Comparing outbreak and sporadic cases may pose some analytical challenges. Cases associated with a particular outbreak are not independent. Ignoring this lack of independence can result in an underestimation of variability and increase the probability of making a type I error (i.e. falsely rejecting the null hypothesis) [Reference Schukken19–Reference Dohoo, Martin and Stryhn21]. It can also result in incorrect estimates of measures of association. A variety of techniques including robust variance estimates, general estimating equations (GEE), and random effects models have been created to deal with clustered data [Reference Schukken19–Reference Dohoo, Martin and Stryhn21]. However, in our study, only cases associated with outbreaks had a true hierarchical structure. Consequently, methods, such as GEE or random effects models, that correct both measures of association and measures of variance by accounting for the correlation among cases, may fail to converge or provide unreliable estimates if faced with few replications at a hierarchical level. Other possible techniques for controlling for clustering may include the random selection of one case from each outbreak to remove the clustering effect by design rather than through a statistical technique. Analytical weights could also be used to down-weight the impact of multiple cases from a single outbreak; similar approaches have been developed for dealing with complex survey designs where the probability of being sampled may vary among cases [Reference Dohoo, Martin and Stryhn21].
Using a database of reported cases of E. coli O157 from Alberta, Canada in 2000–2002, we determined whether there were significant differences between sporadic and outbreak cases in terms of age, sex, the mode of transmission (e.g. food), and the site of transmission (e.g. home). We also determined whether the following temporal, spatial, and administrative factors were significant predictors of whether a case was more likely to be part of an outbreak: a region in the province where there was a higher proportion of outbreak cases than sporadic cases (outbreak cluster) [Reference Pearl17]; a yearly period from May to October when reported cases cluster [Reference Pearl17]; year of study; and whether a case had been hospitalized. We also tested the significance of interactions between age, sex, and mode and site of transmission. We created multivariable logistic models using a variety of methods to correct for clustering for comparative purposes.
METHODS
Data
We obtained a list of all reported cases of E. coli O157 infection in Alberta during the 2000–2002 period. The data were obtained from Notifiable Disease Reports (NDR) stored electronically in the Communicable Disease Reporting System (CDRS) maintained by the Disease Control and Prevention Branch of Alberta Health and Wellness using methods designed to preserve patient anonymity. The protocol for this research was approved by the University of Guelph Research Ethics Board.
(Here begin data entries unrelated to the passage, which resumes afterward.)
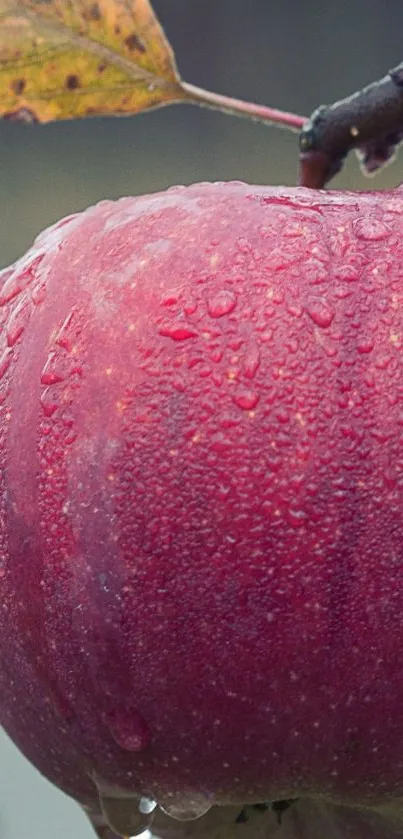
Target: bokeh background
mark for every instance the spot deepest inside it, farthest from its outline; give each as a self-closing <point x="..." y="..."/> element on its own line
<point x="292" y="54"/>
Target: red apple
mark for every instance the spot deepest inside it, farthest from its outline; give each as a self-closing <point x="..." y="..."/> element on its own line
<point x="201" y="565"/>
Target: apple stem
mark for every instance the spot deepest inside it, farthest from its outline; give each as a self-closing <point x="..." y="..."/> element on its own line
<point x="237" y="107"/>
<point x="370" y="121"/>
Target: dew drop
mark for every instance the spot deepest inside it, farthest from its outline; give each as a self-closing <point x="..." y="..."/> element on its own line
<point x="221" y="303"/>
<point x="370" y="229"/>
<point x="51" y="374"/>
<point x="125" y="814"/>
<point x="251" y="361"/>
<point x="245" y="398"/>
<point x="365" y="346"/>
<point x="297" y="518"/>
<point x="10" y="289"/>
<point x="129" y="729"/>
<point x="147" y="805"/>
<point x="17" y="321"/>
<point x="347" y="274"/>
<point x="48" y="404"/>
<point x="185" y="806"/>
<point x="5" y="360"/>
<point x="178" y="332"/>
<point x="18" y="281"/>
<point x="320" y="312"/>
<point x="38" y="293"/>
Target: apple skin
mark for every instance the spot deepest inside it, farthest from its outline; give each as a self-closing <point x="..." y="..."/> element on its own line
<point x="201" y="470"/>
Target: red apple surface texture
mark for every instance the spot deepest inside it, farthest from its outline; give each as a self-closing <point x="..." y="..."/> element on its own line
<point x="202" y="502"/>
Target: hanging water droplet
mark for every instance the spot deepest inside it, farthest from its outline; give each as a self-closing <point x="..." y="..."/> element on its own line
<point x="185" y="806"/>
<point x="221" y="303"/>
<point x="147" y="805"/>
<point x="125" y="814"/>
<point x="320" y="312"/>
<point x="129" y="729"/>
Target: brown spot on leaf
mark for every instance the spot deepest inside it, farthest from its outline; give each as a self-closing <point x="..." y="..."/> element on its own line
<point x="72" y="82"/>
<point x="21" y="115"/>
<point x="18" y="86"/>
<point x="133" y="42"/>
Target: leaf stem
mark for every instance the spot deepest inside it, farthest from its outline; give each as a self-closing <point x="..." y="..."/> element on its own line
<point x="237" y="107"/>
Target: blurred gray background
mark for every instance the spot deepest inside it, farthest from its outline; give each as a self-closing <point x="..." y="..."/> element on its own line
<point x="292" y="54"/>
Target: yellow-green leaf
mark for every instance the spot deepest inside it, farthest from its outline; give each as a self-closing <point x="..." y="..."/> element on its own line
<point x="62" y="59"/>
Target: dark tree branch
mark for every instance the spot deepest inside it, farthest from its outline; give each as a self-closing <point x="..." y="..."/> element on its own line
<point x="370" y="121"/>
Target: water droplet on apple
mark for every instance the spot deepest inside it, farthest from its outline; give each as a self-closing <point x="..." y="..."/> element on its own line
<point x="185" y="806"/>
<point x="17" y="321"/>
<point x="125" y="814"/>
<point x="246" y="399"/>
<point x="19" y="280"/>
<point x="129" y="729"/>
<point x="178" y="332"/>
<point x="147" y="805"/>
<point x="51" y="374"/>
<point x="365" y="346"/>
<point x="347" y="273"/>
<point x="38" y="293"/>
<point x="48" y="403"/>
<point x="221" y="303"/>
<point x="320" y="312"/>
<point x="370" y="229"/>
<point x="251" y="361"/>
<point x="5" y="360"/>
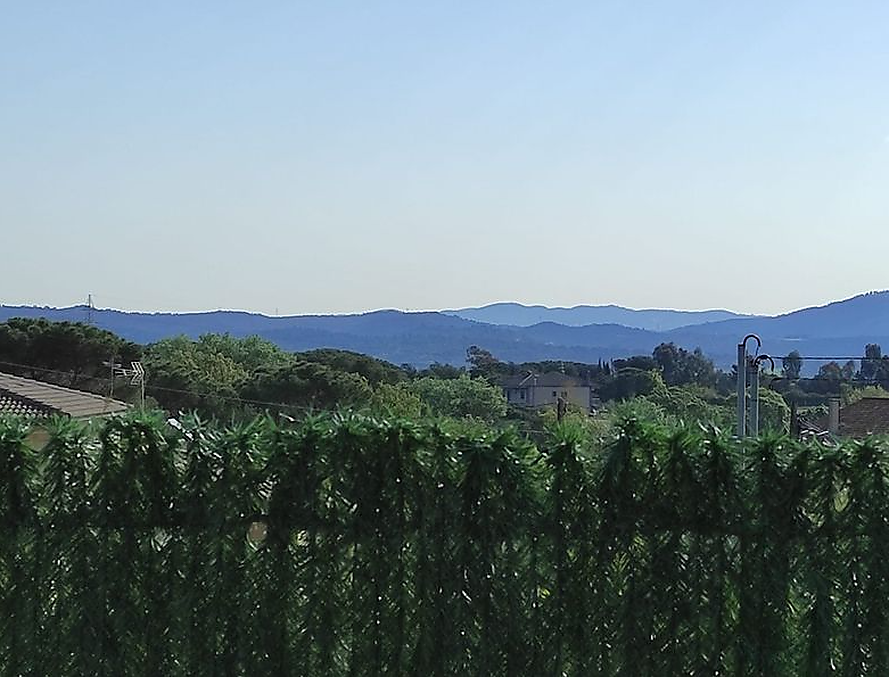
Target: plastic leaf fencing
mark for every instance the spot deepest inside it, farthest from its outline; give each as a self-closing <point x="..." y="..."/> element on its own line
<point x="348" y="546"/>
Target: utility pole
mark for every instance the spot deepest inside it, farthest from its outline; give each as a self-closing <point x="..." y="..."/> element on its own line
<point x="89" y="309"/>
<point x="742" y="389"/>
<point x="748" y="373"/>
<point x="754" y="398"/>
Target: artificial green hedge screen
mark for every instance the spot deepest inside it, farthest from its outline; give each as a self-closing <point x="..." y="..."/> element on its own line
<point x="350" y="546"/>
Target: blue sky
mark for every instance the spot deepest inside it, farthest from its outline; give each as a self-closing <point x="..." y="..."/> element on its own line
<point x="333" y="157"/>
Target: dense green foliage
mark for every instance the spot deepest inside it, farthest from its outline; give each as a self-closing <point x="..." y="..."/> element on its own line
<point x="358" y="547"/>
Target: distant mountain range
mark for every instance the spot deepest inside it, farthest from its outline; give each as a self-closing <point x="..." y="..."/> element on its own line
<point x="518" y="315"/>
<point x="838" y="329"/>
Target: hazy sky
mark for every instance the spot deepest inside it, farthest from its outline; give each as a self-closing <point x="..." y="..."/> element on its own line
<point x="333" y="156"/>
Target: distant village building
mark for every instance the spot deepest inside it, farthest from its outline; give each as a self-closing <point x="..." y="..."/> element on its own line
<point x="27" y="397"/>
<point x="541" y="390"/>
<point x="36" y="400"/>
<point x="867" y="416"/>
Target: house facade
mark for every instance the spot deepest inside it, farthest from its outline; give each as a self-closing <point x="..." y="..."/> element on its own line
<point x="542" y="390"/>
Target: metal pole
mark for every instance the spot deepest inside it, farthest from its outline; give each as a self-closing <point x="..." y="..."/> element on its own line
<point x="754" y="398"/>
<point x="742" y="390"/>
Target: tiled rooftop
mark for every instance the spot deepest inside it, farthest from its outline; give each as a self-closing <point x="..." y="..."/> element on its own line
<point x="867" y="416"/>
<point x="27" y="397"/>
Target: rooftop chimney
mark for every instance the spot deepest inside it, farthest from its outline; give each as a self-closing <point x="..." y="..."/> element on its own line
<point x="833" y="415"/>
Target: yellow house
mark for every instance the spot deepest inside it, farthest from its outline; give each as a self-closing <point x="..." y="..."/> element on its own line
<point x="541" y="390"/>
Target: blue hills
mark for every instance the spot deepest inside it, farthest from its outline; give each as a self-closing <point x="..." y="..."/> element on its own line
<point x="841" y="328"/>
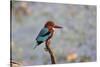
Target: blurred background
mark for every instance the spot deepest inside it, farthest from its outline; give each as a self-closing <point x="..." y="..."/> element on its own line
<point x="76" y="42"/>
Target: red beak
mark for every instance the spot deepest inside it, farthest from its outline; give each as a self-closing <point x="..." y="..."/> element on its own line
<point x="57" y="26"/>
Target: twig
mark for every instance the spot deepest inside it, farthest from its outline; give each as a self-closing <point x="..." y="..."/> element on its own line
<point x="53" y="61"/>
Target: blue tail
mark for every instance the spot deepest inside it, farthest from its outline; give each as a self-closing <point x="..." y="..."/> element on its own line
<point x="35" y="44"/>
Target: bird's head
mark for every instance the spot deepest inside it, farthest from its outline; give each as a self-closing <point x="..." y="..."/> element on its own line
<point x="50" y="25"/>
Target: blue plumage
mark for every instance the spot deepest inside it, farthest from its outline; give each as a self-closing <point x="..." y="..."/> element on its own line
<point x="45" y="34"/>
<point x="42" y="36"/>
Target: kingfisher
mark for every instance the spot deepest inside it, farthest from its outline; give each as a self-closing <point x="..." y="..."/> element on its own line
<point x="46" y="33"/>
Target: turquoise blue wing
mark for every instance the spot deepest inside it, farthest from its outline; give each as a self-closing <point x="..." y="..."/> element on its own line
<point x="43" y="35"/>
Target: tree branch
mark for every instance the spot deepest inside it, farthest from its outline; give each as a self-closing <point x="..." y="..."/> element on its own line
<point x="53" y="61"/>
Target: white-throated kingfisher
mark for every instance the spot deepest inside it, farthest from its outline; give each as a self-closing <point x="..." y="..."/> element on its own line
<point x="46" y="33"/>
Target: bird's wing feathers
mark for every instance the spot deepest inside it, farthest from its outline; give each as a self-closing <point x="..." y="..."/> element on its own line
<point x="43" y="35"/>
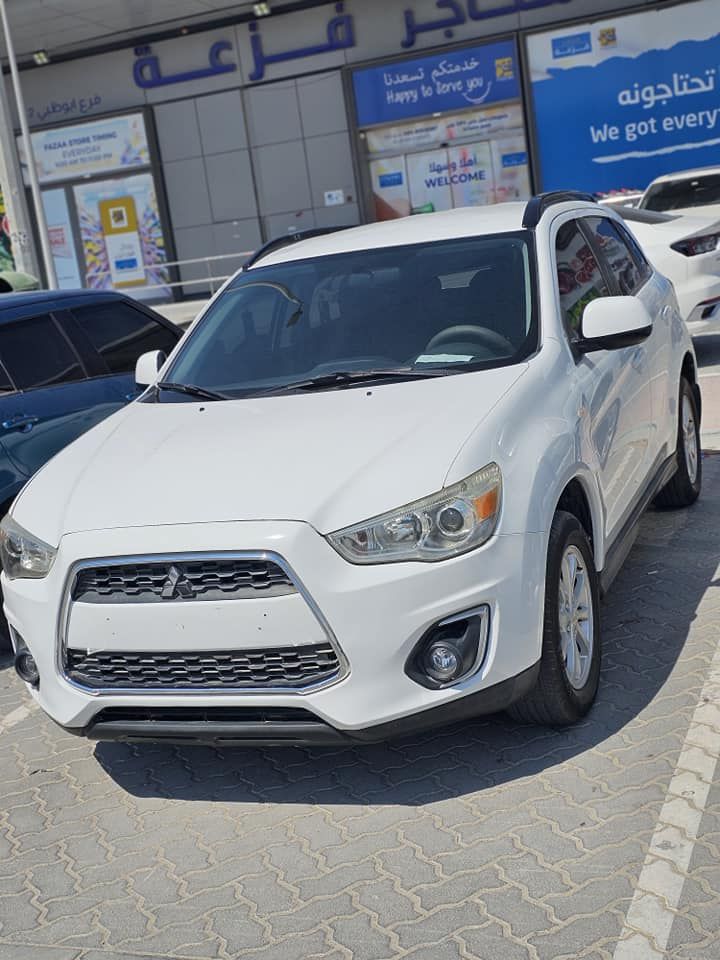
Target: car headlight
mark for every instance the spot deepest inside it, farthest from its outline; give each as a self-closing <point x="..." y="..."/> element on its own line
<point x="452" y="521"/>
<point x="22" y="554"/>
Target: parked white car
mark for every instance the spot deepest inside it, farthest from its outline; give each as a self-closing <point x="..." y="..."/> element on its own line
<point x="687" y="250"/>
<point x="695" y="192"/>
<point x="380" y="485"/>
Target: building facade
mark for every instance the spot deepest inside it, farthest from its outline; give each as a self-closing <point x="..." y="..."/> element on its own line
<point x="209" y="142"/>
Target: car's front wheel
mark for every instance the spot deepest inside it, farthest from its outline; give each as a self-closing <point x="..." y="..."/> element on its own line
<point x="570" y="662"/>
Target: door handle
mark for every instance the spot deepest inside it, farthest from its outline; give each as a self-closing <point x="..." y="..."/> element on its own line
<point x="637" y="361"/>
<point x="23" y="422"/>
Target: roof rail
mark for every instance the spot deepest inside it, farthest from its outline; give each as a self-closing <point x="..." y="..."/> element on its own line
<point x="279" y="242"/>
<point x="542" y="201"/>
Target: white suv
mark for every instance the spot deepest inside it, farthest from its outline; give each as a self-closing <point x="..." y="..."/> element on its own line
<point x="380" y="485"/>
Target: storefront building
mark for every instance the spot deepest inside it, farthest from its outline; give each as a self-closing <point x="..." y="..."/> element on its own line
<point x="207" y="143"/>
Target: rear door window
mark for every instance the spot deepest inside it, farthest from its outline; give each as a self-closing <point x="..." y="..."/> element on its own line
<point x="120" y="333"/>
<point x="36" y="353"/>
<point x="580" y="279"/>
<point x="613" y="249"/>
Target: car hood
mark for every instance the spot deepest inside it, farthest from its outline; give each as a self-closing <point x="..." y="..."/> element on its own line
<point x="330" y="458"/>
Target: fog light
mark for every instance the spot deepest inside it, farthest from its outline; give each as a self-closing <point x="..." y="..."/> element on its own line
<point x="443" y="662"/>
<point x="25" y="665"/>
<point x="451" y="650"/>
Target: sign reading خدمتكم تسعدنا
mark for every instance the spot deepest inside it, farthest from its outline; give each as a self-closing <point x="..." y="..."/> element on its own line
<point x="471" y="77"/>
<point x="648" y="106"/>
<point x="85" y="149"/>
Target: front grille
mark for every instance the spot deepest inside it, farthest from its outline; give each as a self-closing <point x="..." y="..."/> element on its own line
<point x="226" y="578"/>
<point x="258" y="669"/>
<point x="205" y="715"/>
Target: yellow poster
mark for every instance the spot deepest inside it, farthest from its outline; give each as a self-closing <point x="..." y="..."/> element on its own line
<point x="119" y="221"/>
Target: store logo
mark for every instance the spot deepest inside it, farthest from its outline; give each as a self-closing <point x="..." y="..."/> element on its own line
<point x="391" y="179"/>
<point x="504" y="68"/>
<point x="514" y="159"/>
<point x="571" y="46"/>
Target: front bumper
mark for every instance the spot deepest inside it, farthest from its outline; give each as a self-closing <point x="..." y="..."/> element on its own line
<point x="375" y="614"/>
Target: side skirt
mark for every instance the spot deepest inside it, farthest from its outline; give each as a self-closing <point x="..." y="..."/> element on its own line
<point x="622" y="544"/>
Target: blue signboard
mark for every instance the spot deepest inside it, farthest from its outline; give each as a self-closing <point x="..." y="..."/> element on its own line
<point x="472" y="77"/>
<point x="623" y="114"/>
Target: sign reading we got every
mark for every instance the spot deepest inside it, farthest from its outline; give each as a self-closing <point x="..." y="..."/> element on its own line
<point x="470" y="77"/>
<point x="632" y="115"/>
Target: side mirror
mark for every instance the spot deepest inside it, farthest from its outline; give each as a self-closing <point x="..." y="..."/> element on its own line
<point x="147" y="366"/>
<point x="611" y="323"/>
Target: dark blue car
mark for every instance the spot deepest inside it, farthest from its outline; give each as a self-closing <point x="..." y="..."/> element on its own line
<point x="67" y="360"/>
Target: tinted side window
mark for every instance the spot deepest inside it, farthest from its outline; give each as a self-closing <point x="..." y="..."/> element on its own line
<point x="580" y="278"/>
<point x="36" y="354"/>
<point x="120" y="333"/>
<point x="641" y="261"/>
<point x="616" y="254"/>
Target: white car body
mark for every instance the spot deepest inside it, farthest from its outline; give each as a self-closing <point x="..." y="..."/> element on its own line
<point x="696" y="277"/>
<point x="271" y="477"/>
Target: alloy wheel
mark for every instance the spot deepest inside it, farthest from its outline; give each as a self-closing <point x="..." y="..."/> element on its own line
<point x="575" y="618"/>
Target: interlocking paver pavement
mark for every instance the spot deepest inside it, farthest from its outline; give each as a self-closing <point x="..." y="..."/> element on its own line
<point x="489" y="841"/>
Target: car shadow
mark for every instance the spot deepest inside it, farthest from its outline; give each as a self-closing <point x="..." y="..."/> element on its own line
<point x="647" y="618"/>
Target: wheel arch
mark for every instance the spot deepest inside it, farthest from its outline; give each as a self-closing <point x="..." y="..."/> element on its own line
<point x="579" y="498"/>
<point x="689" y="372"/>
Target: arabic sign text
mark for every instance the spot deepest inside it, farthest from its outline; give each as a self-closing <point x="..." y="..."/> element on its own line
<point x="450" y="81"/>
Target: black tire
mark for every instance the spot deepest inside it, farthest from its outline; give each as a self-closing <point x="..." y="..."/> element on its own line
<point x="684" y="489"/>
<point x="554" y="701"/>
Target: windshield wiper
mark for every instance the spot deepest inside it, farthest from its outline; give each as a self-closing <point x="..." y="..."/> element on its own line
<point x="341" y="377"/>
<point x="192" y="390"/>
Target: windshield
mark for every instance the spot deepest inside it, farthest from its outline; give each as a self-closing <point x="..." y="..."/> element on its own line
<point x="452" y="306"/>
<point x="679" y="194"/>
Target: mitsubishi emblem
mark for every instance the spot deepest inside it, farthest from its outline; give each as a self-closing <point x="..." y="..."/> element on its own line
<point x="176" y="585"/>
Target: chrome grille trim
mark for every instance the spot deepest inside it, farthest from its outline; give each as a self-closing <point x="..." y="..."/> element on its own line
<point x="227" y="578"/>
<point x="269" y="556"/>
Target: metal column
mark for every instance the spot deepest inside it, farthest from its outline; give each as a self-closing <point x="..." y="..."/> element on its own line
<point x="49" y="263"/>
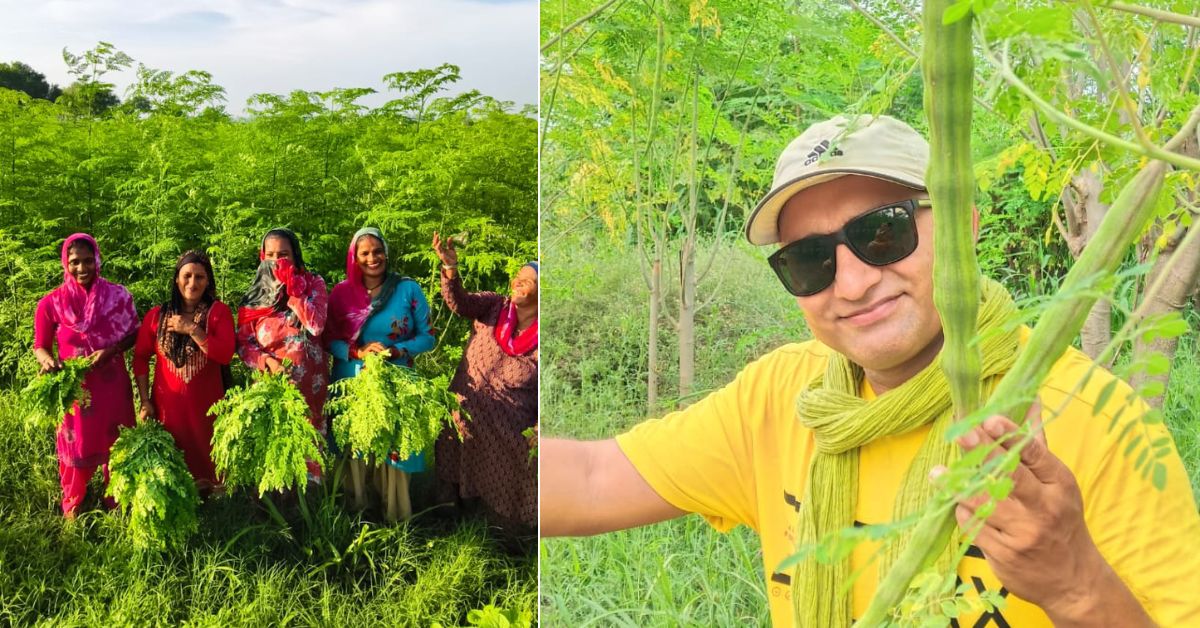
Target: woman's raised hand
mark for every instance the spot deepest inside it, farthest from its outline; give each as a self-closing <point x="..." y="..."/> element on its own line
<point x="445" y="251"/>
<point x="180" y="324"/>
<point x="47" y="363"/>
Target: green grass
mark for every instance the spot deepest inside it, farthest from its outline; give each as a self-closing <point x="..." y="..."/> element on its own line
<point x="240" y="569"/>
<point x="594" y="318"/>
<point x="684" y="573"/>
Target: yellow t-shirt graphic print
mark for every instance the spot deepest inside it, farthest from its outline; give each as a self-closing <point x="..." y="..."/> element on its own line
<point x="739" y="456"/>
In total 875 cases were recorded during this period, but six cases were excluded from subsequent analyses because of insufficient demographic and/or spatial data [Reference Pearl17]. From the NDR we obtained/calculated the following information for each case: a unique identifier (NDR number), age at onset of clinical symptoms, year case occurred, sex, mode of transmission, site of transmission, case hospitalization (yes/no), a unique identifier used for community outbreaks (Exposure Indicator Number), cases identified through an epidemiological link that did not require definitive laboratory results (EPI-linked), the NDR numbers that connected EPI-linked cases, and a unique identifier created to identify cases sharing a common address. Mode of transmission included the following categories: food and water, animal contact, person-to-person, other, and unknown. Site of transmission included the following categories: home, food services establishment, high-contact housing (nursing home, daycare, campsite), travel, other, unknown. The categories for mode and site of transmission were slightly modified from the categories used in the NDR to avoid small cell sizes in subsequent statistical analyses. The ‘other’ category in the mode and site of transmission variables were known/suspected by the public health worker, but did not fall into the remaining categories. In the electronic database, only ‘other’ was recorded, but we added three observations, believed to be attributed to the pathogen being aerosolized, to the ‘other’ category for mode of transmission, and 20 cases believed to have occurred at the workplace to the ‘other’ category in site of transmission. Cases were classified as outbreak cases if they shared a common Exposure Indicator Number, were Epi-linked, and/or shared a common address. Based on the above definition, cases associated with an outbreak were given a unique outbreak number. In total, there were 69 outbreaks involving 185 cases. The largest outbreak recorded in the database included 10 cases. However, 53% of all outbreak cases were in outbreaks involving two individuals.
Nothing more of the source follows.